The poems I write during this event are composed in just a few minutes. I don’t edit them or give them more than a quick read-over. I jot them down, and then rewrite them on the nice paper the library provides. They are usually relatively light-hearted and don’t touch on many of the heavier topics I usually write about. I never really expect much from them, so to get this email really made my day. It reminded me that words matter and that my words mattered to that person. And that’s a wonderful feeling.
Courtney LeBlanc, The Poet Is In

*

In my heart, I know sharing work matters. When I was a child growing up in harrowing conditions, poetry saved my life. It still does. Every day.

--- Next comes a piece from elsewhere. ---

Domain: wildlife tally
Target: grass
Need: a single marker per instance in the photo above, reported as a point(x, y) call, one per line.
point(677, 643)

As a child, I saw how people who’d suffered loss, and tragedy, and all kind of hurt, spoke out about their experiences in poems. Across distance, time, gender, culture, these folks spoke directly to my wounds. They lived to write about what they’d been through–a testimony to survival, and likely, even thriving.

I’ve come to believe that our words reach those who need them most. However that happens–whether publication in a literary journal, or in the community newsletter, or posting online.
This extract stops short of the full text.